Tudo começou com o poder económico americano nos anos 50 do século XX, quando os EUA eram responsáveis por mais de metade do produto interno bruto mundial (atualmente 21%), por 60% da produção industrial (atualmente 25%), entre outros indicadores de clara supremacia material, ontem como hoje, da nação do Tio Sam. No entanto, como se viu, e depois dos amargos anos 70 e 80 da economia americana, apesar da recuperação de finais dos 80, a hegemonia económica dos EUA não é o que já foi. Daí a procura da supremacia militar como forma de recuperar a hegemonia económica, numa nação que desde os anos 60 passou a ser também devedora, com défices e inflação por vezes assinaláveis, além de dependência energética e mineral. O carácter multinacional da economia americana depende do establishment militar do país, que lhe serve de apoio, bem como suporte de alianças estratégicas e canais de comércio abertos e seguros. É o exemplo da presença militar americana na Arábia Saudita ou da intervenção no Koweit em 1991 e atualmente em relação ao Iraque, onde poderá, através da sangrenta Pax Americana assegurar o controlo e exploração dos abundantes campos petrolíferos iraquianos. O fim da União Soviética em 1991 guindou os EUA para a condição de única superpotência mundial, o que os levou a alterar a sua posição no mundo, a sua atitude política externa e a sua margem de intervenção, numa lógica de expansão que parece que só poderá conhecer rival à altura na emergente China. Mas o fim da URSS acabou com a razão de existir da NATO, cujo objetivo reitor foi a luta contra a...URSS! Desde 1991, os EUA têm procurado justificar a existência da organização militar, muito útil aos seus ideais hegemónicos na sempre difícil e reticente Europa.

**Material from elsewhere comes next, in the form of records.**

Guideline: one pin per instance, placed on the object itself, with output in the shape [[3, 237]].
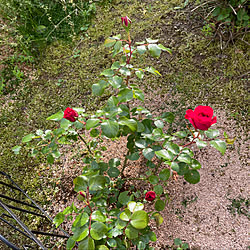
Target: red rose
[[150, 196], [201, 118], [126, 21], [70, 114]]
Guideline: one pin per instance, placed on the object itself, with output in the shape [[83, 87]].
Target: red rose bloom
[[70, 114], [201, 118], [126, 21], [150, 196]]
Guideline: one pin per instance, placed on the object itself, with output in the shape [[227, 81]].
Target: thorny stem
[[91, 211], [85, 143]]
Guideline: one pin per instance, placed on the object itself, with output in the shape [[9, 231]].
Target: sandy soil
[[198, 214]]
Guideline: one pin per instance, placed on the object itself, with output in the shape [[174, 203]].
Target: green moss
[[199, 73]]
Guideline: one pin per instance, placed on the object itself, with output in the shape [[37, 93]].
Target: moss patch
[[198, 72]]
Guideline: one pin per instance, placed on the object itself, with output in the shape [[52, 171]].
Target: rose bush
[[70, 114], [150, 196], [201, 118]]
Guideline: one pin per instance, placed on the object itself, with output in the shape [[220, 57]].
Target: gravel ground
[[198, 214]]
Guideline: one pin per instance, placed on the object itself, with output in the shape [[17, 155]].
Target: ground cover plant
[[197, 73], [112, 214], [34, 25]]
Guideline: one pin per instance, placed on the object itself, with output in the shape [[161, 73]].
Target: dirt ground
[[203, 214], [210, 215]]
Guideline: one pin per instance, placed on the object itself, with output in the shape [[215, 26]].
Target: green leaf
[[164, 48], [192, 176], [65, 124], [115, 65], [141, 49], [131, 232], [181, 168], [139, 219], [112, 242], [98, 216], [125, 71], [174, 148], [117, 47], [135, 206], [56, 117], [109, 42], [87, 244], [153, 179], [139, 95], [98, 230], [113, 172], [124, 198], [219, 145], [159, 205], [91, 123], [50, 159], [149, 40], [183, 157], [131, 123], [16, 149], [148, 153], [140, 74], [168, 117], [101, 247], [164, 174], [126, 215], [80, 220], [94, 132], [28, 138], [154, 50], [125, 95], [98, 88], [195, 164], [141, 245], [159, 124], [81, 183], [97, 183], [158, 218], [116, 82], [153, 71], [141, 143], [201, 144], [110, 128], [164, 154], [70, 243], [80, 233], [114, 162], [59, 219], [212, 133], [181, 134], [158, 189], [107, 72], [134, 156]]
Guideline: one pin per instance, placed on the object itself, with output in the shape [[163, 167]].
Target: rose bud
[[150, 196], [70, 114], [201, 118]]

A NATO foi particularmente útil aos EUA aquando da resolução militar do conflito do Kosovo em finais de 90, além de ter conseguido, até hoje, limitar a capacidade de atuação militar e estratégica da Europa fora do Velho Continente, sujeitando-se sempre à aliança com os EUA.
A hegemonia americana experimentou o seu mais amargo travo desde o Vietname aquando do 11 de setembro de 2001, quando ficou a conhecer o seu novo inimigo, silencioso mas brutal, capaz de operar dentro dos EUA, algo inédito na História: a al-Qaeda de Ossama bin Laden, o mais terrível adversário americano. Até hoje, depois dos atentados de Nova Iorque, do Quénia, do Iemen, entre outros, depois da campanha do Afeganistão iniciada em 2001-2002, a hegemonia americana tem sido pontualmente sacudida e posta em causa pelo fundamentalismo islâmico, o único inimigo capaz de fazer tremer os EUA, provocando, desde 2003, a segunda imolação americana depois do Vietname: o Iraque.
Os apoios na Europa não foram muitos (Grã-Bretanha, Espanha, Polónia, Portugal...), sempre polémicos e com as críticas da França e da Alemanha, além de quase toda a opinião pública mundial, opositora também de outro instrumento de supremacia americana, desta feita de carácter económico: a globalização neoliberal. Incapaz de resolver a questão iraquiana e do Afeganistão, prevenindo-se nas Filipinas e na Indonésia de eventuais ataques à sua hegemonia no Sudeste Asiático, onde emerge o gigante chinês e o risco de uma escalada de guerra entre a China e o aliado americano na região, Taiwan, sem solução ou força para dissuadir a Coreia do Norte e o Irão a abandonarem as suas estratégia nucleares, longe de se encontrar paz no conflito israelo-árabe ou de resolver o flagelo do narcotráfico sul-americano, para não falar do seu inimigo mais próximo – Cuba... - os EUA conhecem atualmente um rival em grande expansão, a União Europeia, que ombreia já com o Tio Sam em termos comerciais e produtivos, marcada pelo eixo Paris-Berlim e pela contestação europeia à política militar e à guerra ao terrorismo que marcam os esforços de supremacia americana no mundo na atualidade.